The Meg Wendy is typically built as a 7.25 or 7.5 inch narrow-gauge locomotive.

Castings are available from Wellington Foundry.

Blackgates Engineering offers similar locomotives, the "Sweet William" and "Sweet Pea".

Most Meg Wendys were designed to use the Hackworth valve gear. Later models used Marshall valve gear.

Testimonials

Bill Laird wrote, 18 December 2002:

The MEG Steam engines are very easy to build and plans are good (not perfect, have some errors, but overall good). However, the two as built engines they offer are not American and to my eye ugly. But, the frame, cylinders, running gear, and boiler plans are a good way to start. Buy the plans, study them, get creative and design your own locomotive. I know of seven locomotives built or under construction in central Texas based on the MEG Steam plans, none of which look like any other.
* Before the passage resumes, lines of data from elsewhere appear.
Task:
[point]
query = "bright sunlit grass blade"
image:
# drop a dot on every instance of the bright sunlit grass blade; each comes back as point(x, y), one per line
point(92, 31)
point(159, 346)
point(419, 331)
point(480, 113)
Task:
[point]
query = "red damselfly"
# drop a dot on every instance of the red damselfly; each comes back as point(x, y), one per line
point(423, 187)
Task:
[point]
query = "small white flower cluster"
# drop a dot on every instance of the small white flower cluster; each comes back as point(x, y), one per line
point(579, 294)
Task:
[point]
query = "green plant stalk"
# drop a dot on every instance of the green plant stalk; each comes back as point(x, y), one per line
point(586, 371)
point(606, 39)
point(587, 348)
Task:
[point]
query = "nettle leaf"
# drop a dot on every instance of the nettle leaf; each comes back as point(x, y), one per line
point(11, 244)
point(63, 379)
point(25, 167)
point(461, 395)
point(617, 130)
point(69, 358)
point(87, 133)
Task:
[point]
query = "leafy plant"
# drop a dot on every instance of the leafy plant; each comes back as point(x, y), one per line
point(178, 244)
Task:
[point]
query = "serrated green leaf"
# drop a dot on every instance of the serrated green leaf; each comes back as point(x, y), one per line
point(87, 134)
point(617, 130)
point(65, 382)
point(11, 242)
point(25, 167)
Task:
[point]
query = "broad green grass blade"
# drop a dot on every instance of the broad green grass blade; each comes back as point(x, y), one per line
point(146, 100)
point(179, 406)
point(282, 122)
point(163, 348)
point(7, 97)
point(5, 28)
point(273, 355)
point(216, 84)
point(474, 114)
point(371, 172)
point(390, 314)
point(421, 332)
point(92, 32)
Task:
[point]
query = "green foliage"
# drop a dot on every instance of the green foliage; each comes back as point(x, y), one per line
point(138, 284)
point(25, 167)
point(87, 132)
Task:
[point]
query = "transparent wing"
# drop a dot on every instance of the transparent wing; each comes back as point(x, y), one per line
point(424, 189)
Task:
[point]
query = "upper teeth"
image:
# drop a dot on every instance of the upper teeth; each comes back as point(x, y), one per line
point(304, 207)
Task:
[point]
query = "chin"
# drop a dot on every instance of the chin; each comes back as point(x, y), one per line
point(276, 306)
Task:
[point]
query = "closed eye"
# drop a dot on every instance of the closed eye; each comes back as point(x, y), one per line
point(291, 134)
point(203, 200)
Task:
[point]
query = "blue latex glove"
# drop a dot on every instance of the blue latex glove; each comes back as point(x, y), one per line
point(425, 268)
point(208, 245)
The MEG Steam engines are 0-4-0's with saddle tanks. In Texas in the summer the water in the tanks gets so hot the injectors will not pick up. We scrapped the tanks on the locomotive and added tenders. I am personally building a 2-4-0 Porter based on the MEG Steam design and I know of other 0-4-0's, 2-4-0's, and 2-4-2's under construction all based on the MEG Steam plans. They are a great place to start kit bashing a locomotive. I have found Dougal of MEG Steam sometimes difficult to get in touch with, but eventually you can. Shipping can be slow. One of the first cylinder castings he sent me had a void in it, discovered after 2 full days of machining on it. I contacted him and he asked me to send it back and he did replace it several weeks later with a new casting. I know of two other cylinder castings he sent out with similar problems, eventually all replaced with new castings.

Construction

Bill Laird wrote August 2016:

How I built my frames.
I bought a cheap hollow core door and set it on a pair of saw horses. I used it as a drafting table. I covered it with white butcher paper. Then I drew a full sized drawing of the frame with all holes located and the outline of the frame. I cut the frame material to length on a horizontal bandsaw. I then marked the outline on the frames using Dykem layout fluid and a carbide scribe referencing the full sized drawing on the butcher paper. I then used a handheld saber saw with a metal cutting blade (buy several blades) to cut the outline of both frames. Get some beeswax and frequently rub the beeswax on the saber saw blade, it keeps the blade from clogging and acts as somewhat of a cooling lubricant. Cut out the axle box cutouts about 1/16" undersized. Then I clamped the two cutout frames together back to back with several clamps. I clamped the two clamped frames to the bed of the mill with several 1/2" thick pieces of hardwood about an inch wide spread evenly under the frames for clearance of tooling below the frames and above the mill bed. I squared the frames with the X axis of the mill. Then referencing the full sized drawing I used the X -Y adjustment dials of the mill to locate each hole. I double checked each hole location using the full sized drawing and a metal ruler with 1/64" markings. Once positively located each hole was first center drilled then step drilled out to the finished size. The frames were longer than my mill bed so half way through I had to move the frames on the mill bed and re-square them on the X axis. After drilling all the holes I used an end mill to square up the axle box cutouts to their finished size. This procedure insures both frames are identical. Go slow with the saber saw and you will end up with a good finished set of frames.